As turmas do Elas são de 30 mulheres, e as aulas acontecem em um fim de semana por mês durante três meses. O processo é composto por avaliações pessoais e dinâmicas. "Depois da primeira turma, 30% das alunas foram promovidas", conta Carine. "É como se a gente as tivesse ensinado a 'hackear' o sistema."

Lidar com desafios específicos das mulheres também foi o que motivou Danieli Junco a empreender. Em 2015, após engravidar, ela sentiu que precisava trabalhar em algo com um propósito maior e que fosse possível conciliar com a maternidade. Assim, em 2016, nasceu a B2Mamy, aceleradora que dá mentoria para mães que querem empreender.

Segundo Danieli, as mães têm desafios diferentes das mulheres em geral. "Montamos um sistema de comunicação em que elas fiquem confortáveis em perguntar e aprender, mas mantemos a velocidade das startups", diz. Em dois anos, a B2Mamy já teve 75 empresas aceleradas.

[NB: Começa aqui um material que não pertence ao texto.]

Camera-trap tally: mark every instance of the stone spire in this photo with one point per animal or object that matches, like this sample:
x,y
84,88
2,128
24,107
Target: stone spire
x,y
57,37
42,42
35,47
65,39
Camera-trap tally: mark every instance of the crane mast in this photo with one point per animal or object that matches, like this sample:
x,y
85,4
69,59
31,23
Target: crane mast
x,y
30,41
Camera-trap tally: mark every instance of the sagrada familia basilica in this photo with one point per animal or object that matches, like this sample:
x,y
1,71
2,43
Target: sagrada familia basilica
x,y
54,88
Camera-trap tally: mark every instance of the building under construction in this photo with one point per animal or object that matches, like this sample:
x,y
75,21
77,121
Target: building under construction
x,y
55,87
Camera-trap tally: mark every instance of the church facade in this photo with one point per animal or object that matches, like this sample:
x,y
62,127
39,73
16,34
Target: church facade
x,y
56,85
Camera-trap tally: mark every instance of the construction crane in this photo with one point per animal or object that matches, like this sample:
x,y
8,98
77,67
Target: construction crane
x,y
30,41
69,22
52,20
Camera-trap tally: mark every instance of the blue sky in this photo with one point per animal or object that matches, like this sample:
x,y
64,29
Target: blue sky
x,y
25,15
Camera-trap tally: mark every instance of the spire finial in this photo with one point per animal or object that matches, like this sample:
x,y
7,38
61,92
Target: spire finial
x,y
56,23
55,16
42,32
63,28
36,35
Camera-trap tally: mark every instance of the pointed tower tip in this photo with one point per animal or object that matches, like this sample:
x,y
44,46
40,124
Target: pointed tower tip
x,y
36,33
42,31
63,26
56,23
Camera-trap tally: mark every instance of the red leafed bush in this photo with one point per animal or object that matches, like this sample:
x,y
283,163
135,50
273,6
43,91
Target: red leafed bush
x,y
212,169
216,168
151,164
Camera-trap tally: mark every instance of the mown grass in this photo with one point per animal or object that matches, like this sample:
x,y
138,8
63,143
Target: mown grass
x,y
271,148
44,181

Na outra ponta da cadeia de negócios está Maria Rita Spina. Em 2013, a diretora da Anjos do Brasil percebeu um incômodo: estava cercada somente por investidores homens. Então, ela deu início ao movimento Mulheres Investidoras-Anjo (MIA) ao lado de outras investidoras-anjo, como Ana Fontes, da Rede Mulher Empreendedora; e Camila Farani, da G2Capital.

Desde que foi fundado, o movimento viu sua base de investidoras-anjo cadastradas saltar de cinco para 28. Nesse período, o MIA já identificou, ao menos, 500 mulheres com potencial. "A mulher tem dificuldade de investir por desconhecimento, mas, depois que ela começa, deslancha", diz Maria Rita.